RAJ Sports alleges it was working with the family who founded Panda Express to buy the Trail Blazers, until the family deceived and ditched the firm to join Tom Dundon’s group—which ultimately won the bid—according to a complaint unsealed Friday.
The firm is asking Delaware’s Court of Chancery to block the Cherng Family Trust from buying a minority stake in the NBA team as part of Dundon’s $4 billion purchase of the team. RAJ Sports said the trust—a family office and investment firm led by Andrew and Peggy Cherng—breached a confidentiality and exclusivity agreement reached over the summer.
RAJ Sports was the lead investor in a separate consortium that sought to buy the Blazers, and Cherng was initially the second-largest investor in that group, according to the complaint and an accompanying brief, both of which are partially redacted.
There are Portland ties for RAJ Sports, which owns the NWSL’s Portland Thorns, the WNBA’s Portland Fire, and a minority stake in the NBA’s Sacramento Kings.
Even after Dundon, who also owns the NHL’s Carolina Hurricanes, agreed to buy the Blazers in August from the estate of Microsoft cofounder Paul Allen, RAJ Sports felt confident it could prevail because the transaction was not finalized and still requires approval by the NBA’s board of governors.
However, on Sept. 12, Dundon entered a formal agreement to buy the Blazers, and as part of that announcement, it was revealed that the Cherngs were among his minority partners.
“While simultaneously professing their shared goal of acquiring the Trail Blazers franchise as part of Plaintiff’s bid, the Cherng Family Trust and the Cherngs intentionally and maliciously interfered with RAJ Sports’ business opportunity by joining Mr. Dundon’s group of investors,” the complaint says.
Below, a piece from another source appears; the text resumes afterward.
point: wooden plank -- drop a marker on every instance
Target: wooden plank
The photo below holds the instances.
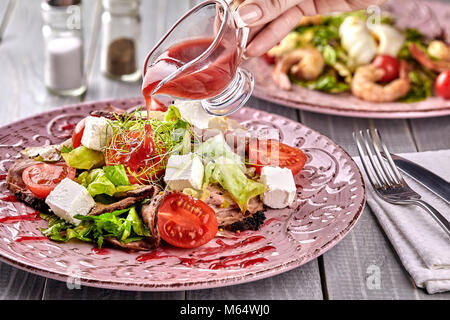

RAJ Sports was “stunned by this unexpected change of course after months of conversations” in which the Cherngs “pursued and verbally committed to joining” its investor group, the suit says.
The exclusivity agreement features “crystal clear language” prohibiting the Cherngs from joining any rival bid, the suit says. It alleges the family ignored that language to instead take “full advantage of Plaintiff’s information-sharing for months,” before “unilaterally” abandoning RAJ Sports “at the final hour.”
The public version of the complaint came out a few days after the suit was filed under seal Monday.
The Blazers’ outgoing ownership, led by Allen’s sister, Jody, has no involvement in the lawsuit, nor do Dundon, the NBA, and WNBA, according to court documents. The lawsuit does not challenge Dundon’s pending ownership of the team.
RAJ Sports is run by siblings Alex Bhathal and Lisa Bhathal Merage, heirs to their family’s swimwear and investment fortune. In addition to the Kings, Fire, and Thorns, the RAJ portfolio includes minor league baseball team the Sacramento River Cats, Kings-affiliated esports team Kings Guard Gaming, and others.
A proposed temporary restraining order RAJ Sports wants a judge to sign was made public Monday. It seeks to prevent the defendants from entering into any agreement involving the Blazers, including the deal that has already been announced. A hearing on the TRO is expected next month, according to a person familiar with the matter.
Under NBA rules, RAJ Sports would have needed to sell its Kings stake to become even a minority owner in the Blazers.
Other minority owners who are part of Dundon’s group include Sheel Tyle—the cofounder of Portland investment firm Collective Global—and Marc Zahr, co-president of Blue Owl Capital.
The NBA’s board of governors has to approve any final purchase agreement, and the Trail Blazers sale is expected to close by the end of the year. The Blazers are the third NBA team to sell this year so far behind the Celtics in March for $6.1 billion and the Lakers in June for a record $10 billion.
RAJ Sports and the estate of Paul Allen declined to comment. Representatives for the Cherng Family Trust, Dundon, the NBA, and the WNBA all did not immediately respond to requests for comment.